Wie ich aus Zeughausunterlagen aus Graz erfahren habe wurde er auch aus Fichtenholz hergestellt. Anscheinend wurde der Schaftrohling aus einem Stamm gespalten, getrocknet, gerichtet und polliert. Aus Schweizer Unterlagen geht hervor, dass „Wenn der Speck am Spiess blybe, so komme der Wurm daryn, sonst könne der Spiess mit Baumöl conserviert werden, wenn man bey heissem Sonnenscheyn denselben damit salbe“. Was übersetzt heißt: wenn die Rinde am Spieß bleibt, bekommt er Wurmfraß. Also kann man davon ausgehen, dass die Spieße auch aus dünnen, jungen Eschen gemacht wurden, indem man nach dem trocknen die Rinde entfernt und die entsprechende Form angehobelt hat.

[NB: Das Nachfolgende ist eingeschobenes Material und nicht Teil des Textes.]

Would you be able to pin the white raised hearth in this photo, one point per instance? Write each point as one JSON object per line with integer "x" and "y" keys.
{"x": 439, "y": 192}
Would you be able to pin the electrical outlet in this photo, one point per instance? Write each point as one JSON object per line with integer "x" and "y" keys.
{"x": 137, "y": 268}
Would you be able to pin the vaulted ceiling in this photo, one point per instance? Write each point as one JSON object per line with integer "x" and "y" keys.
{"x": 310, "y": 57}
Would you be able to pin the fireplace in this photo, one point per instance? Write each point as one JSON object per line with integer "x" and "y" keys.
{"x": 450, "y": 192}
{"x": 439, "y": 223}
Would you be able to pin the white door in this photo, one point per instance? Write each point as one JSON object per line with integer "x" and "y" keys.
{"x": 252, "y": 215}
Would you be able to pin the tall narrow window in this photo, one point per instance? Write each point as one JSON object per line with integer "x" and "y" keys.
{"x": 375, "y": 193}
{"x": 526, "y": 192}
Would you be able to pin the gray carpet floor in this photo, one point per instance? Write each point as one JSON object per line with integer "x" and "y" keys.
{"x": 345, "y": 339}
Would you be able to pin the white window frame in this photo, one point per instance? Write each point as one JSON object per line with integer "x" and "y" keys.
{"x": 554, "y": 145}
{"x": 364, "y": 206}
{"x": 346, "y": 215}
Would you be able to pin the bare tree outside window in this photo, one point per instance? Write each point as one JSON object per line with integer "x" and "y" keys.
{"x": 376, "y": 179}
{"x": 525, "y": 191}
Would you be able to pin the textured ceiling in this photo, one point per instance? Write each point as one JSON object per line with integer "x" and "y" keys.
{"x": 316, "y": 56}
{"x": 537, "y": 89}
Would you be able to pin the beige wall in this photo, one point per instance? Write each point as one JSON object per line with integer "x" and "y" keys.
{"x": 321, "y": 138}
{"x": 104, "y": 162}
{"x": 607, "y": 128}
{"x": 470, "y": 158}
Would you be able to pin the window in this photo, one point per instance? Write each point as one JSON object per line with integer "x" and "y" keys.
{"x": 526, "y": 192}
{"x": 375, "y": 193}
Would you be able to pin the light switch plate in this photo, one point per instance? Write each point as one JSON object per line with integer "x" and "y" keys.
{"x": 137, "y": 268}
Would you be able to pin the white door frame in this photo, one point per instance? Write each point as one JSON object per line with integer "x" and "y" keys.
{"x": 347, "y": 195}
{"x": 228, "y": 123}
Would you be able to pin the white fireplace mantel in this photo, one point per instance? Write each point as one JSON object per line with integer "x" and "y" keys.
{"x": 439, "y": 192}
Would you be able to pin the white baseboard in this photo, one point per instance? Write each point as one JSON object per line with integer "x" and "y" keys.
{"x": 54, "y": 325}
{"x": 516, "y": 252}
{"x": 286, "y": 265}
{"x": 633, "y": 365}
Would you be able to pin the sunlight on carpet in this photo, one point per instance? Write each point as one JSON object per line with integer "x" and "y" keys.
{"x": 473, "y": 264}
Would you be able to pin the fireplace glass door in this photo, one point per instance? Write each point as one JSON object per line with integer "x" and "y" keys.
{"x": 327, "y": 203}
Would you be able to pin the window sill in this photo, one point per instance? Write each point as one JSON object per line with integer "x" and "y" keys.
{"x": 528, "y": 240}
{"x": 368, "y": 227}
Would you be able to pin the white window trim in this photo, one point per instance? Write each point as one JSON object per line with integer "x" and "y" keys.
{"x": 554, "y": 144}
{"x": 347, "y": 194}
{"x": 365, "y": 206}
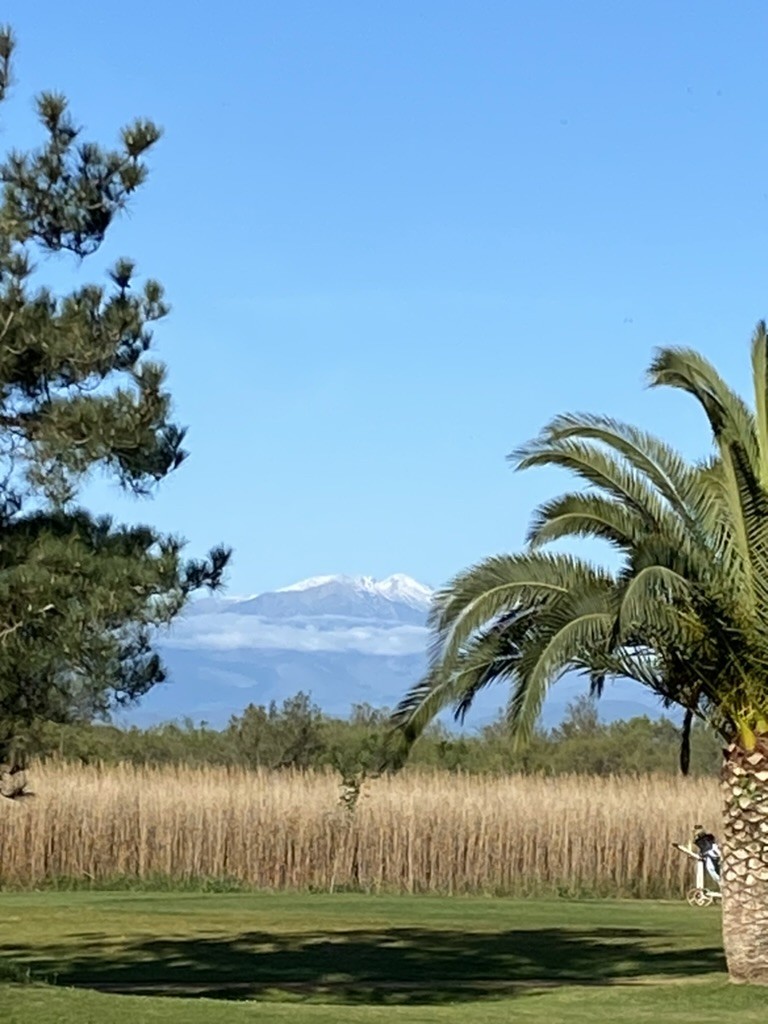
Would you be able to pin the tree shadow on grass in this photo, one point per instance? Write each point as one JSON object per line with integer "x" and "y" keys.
{"x": 392, "y": 966}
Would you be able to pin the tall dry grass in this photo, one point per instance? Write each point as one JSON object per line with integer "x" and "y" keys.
{"x": 412, "y": 833}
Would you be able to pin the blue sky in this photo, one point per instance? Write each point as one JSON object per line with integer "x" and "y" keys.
{"x": 398, "y": 238}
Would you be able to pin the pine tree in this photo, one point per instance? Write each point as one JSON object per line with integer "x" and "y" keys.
{"x": 80, "y": 596}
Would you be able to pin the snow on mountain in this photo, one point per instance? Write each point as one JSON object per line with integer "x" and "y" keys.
{"x": 395, "y": 588}
{"x": 396, "y": 599}
{"x": 342, "y": 639}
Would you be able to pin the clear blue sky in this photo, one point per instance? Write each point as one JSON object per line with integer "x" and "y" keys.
{"x": 399, "y": 237}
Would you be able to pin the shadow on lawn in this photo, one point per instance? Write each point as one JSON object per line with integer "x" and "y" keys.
{"x": 393, "y": 966}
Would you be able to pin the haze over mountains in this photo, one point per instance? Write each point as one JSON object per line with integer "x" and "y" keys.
{"x": 343, "y": 639}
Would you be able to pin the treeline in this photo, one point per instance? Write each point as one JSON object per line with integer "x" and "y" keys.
{"x": 297, "y": 734}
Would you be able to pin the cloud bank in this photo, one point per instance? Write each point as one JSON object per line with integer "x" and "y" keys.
{"x": 233, "y": 632}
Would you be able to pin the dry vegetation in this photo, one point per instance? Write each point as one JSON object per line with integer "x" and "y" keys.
{"x": 413, "y": 833}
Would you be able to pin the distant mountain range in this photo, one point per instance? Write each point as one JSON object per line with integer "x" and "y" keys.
{"x": 342, "y": 639}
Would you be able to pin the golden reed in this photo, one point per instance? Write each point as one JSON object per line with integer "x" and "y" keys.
{"x": 417, "y": 832}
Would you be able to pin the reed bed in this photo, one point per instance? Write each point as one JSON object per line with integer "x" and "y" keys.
{"x": 416, "y": 832}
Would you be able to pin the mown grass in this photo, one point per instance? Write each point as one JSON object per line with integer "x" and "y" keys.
{"x": 359, "y": 960}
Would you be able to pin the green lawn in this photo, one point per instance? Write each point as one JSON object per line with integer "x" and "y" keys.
{"x": 159, "y": 957}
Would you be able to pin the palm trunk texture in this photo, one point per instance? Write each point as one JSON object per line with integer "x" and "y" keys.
{"x": 744, "y": 872}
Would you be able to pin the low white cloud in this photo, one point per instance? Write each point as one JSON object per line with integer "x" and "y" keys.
{"x": 232, "y": 632}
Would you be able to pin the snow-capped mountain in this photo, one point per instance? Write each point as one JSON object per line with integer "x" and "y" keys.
{"x": 396, "y": 599}
{"x": 343, "y": 639}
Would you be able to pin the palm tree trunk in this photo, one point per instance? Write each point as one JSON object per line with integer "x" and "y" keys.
{"x": 744, "y": 873}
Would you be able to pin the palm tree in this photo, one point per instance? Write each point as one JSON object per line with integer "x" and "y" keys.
{"x": 685, "y": 612}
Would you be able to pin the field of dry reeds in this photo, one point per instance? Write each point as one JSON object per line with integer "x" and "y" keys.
{"x": 412, "y": 833}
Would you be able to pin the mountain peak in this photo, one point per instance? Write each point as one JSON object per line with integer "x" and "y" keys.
{"x": 398, "y": 587}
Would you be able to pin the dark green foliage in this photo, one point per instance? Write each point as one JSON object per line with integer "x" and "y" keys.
{"x": 296, "y": 734}
{"x": 79, "y": 595}
{"x": 684, "y": 613}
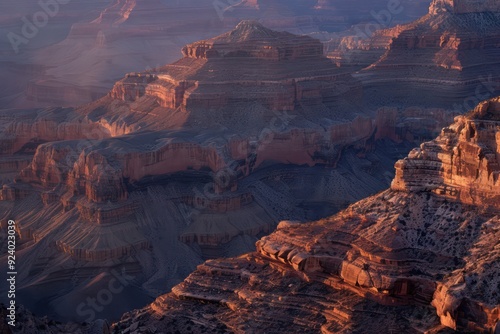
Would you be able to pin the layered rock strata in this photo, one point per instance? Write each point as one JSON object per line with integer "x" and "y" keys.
{"x": 447, "y": 58}
{"x": 169, "y": 168}
{"x": 418, "y": 256}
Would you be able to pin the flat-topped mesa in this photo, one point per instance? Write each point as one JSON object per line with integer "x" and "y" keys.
{"x": 462, "y": 163}
{"x": 246, "y": 66}
{"x": 465, "y": 6}
{"x": 251, "y": 39}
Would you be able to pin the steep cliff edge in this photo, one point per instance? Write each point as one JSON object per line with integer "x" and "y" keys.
{"x": 421, "y": 256}
{"x": 192, "y": 160}
{"x": 447, "y": 58}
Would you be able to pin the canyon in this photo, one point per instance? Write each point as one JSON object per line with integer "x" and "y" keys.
{"x": 421, "y": 256}
{"x": 447, "y": 58}
{"x": 253, "y": 131}
{"x": 188, "y": 161}
{"x": 88, "y": 45}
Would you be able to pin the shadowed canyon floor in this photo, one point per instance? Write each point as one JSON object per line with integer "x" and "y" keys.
{"x": 201, "y": 158}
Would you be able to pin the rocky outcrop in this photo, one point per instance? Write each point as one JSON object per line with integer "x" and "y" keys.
{"x": 188, "y": 161}
{"x": 447, "y": 58}
{"x": 424, "y": 259}
{"x": 461, "y": 163}
{"x": 251, "y": 39}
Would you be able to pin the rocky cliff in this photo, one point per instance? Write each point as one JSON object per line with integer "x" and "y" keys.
{"x": 192, "y": 160}
{"x": 420, "y": 257}
{"x": 447, "y": 58}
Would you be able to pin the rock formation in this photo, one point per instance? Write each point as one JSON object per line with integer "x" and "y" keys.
{"x": 447, "y": 59}
{"x": 420, "y": 256}
{"x": 192, "y": 160}
{"x": 90, "y": 44}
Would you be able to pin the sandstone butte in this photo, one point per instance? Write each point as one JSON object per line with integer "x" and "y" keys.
{"x": 192, "y": 160}
{"x": 448, "y": 58}
{"x": 422, "y": 256}
{"x": 419, "y": 257}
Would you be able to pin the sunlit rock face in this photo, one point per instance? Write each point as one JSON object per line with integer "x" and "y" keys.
{"x": 447, "y": 58}
{"x": 187, "y": 161}
{"x": 461, "y": 163}
{"x": 89, "y": 44}
{"x": 422, "y": 255}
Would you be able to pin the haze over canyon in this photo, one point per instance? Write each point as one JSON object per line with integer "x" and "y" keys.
{"x": 251, "y": 166}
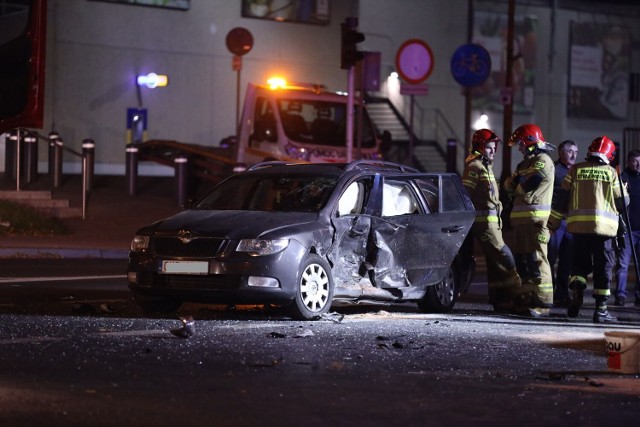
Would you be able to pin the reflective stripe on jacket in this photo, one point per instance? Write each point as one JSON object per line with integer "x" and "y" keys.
{"x": 532, "y": 188}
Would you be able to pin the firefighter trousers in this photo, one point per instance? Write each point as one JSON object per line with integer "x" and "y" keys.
{"x": 532, "y": 264}
{"x": 596, "y": 253}
{"x": 502, "y": 277}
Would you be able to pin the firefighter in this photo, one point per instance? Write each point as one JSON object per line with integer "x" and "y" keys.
{"x": 480, "y": 183}
{"x": 591, "y": 200}
{"x": 530, "y": 189}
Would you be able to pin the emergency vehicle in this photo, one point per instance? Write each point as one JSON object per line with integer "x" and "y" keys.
{"x": 301, "y": 123}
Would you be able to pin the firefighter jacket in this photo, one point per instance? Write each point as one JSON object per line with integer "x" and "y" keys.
{"x": 480, "y": 183}
{"x": 631, "y": 180}
{"x": 589, "y": 199}
{"x": 531, "y": 189}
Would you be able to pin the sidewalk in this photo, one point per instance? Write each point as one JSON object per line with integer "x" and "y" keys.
{"x": 112, "y": 217}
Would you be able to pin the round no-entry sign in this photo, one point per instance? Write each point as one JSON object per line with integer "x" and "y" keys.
{"x": 414, "y": 61}
{"x": 471, "y": 65}
{"x": 239, "y": 41}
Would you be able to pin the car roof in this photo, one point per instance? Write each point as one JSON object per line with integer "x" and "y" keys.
{"x": 338, "y": 169}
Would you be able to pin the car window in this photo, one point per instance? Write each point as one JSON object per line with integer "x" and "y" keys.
{"x": 430, "y": 190}
{"x": 451, "y": 197}
{"x": 280, "y": 193}
{"x": 398, "y": 199}
{"x": 351, "y": 200}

Das Gewicht eines Langspießes liegt inklusive Spießeisen zwischen 2,5 und 3,5 Kg bei einem Eschenschaft. Wenn man bedenkt, dass so mancher heutige Katzbalger oder Eineinhalbhänder auch zwischen 2 – 3 Kg wiegt, ist das Ding mit seiner enormen Länge schon ein Leichtgewicht. Aber die Stoßkraft eines Spießes muss mit der Schlagkraft eines Schmiedehammers verglichen werden. Das Spießeisen kann noch so stumpf sein, es macht immer ein Loch. Ich denke, dass es die tschechischen oder polnischen Rüstungsteile, die zurzeit auf dem Markt sind, nicht mit einem Langspieß aufnehmen können.

Egal ob unser Spielkamerad eingedost ist oder nicht, immer fein aufpassen, dass man nirgends hängen bleibt.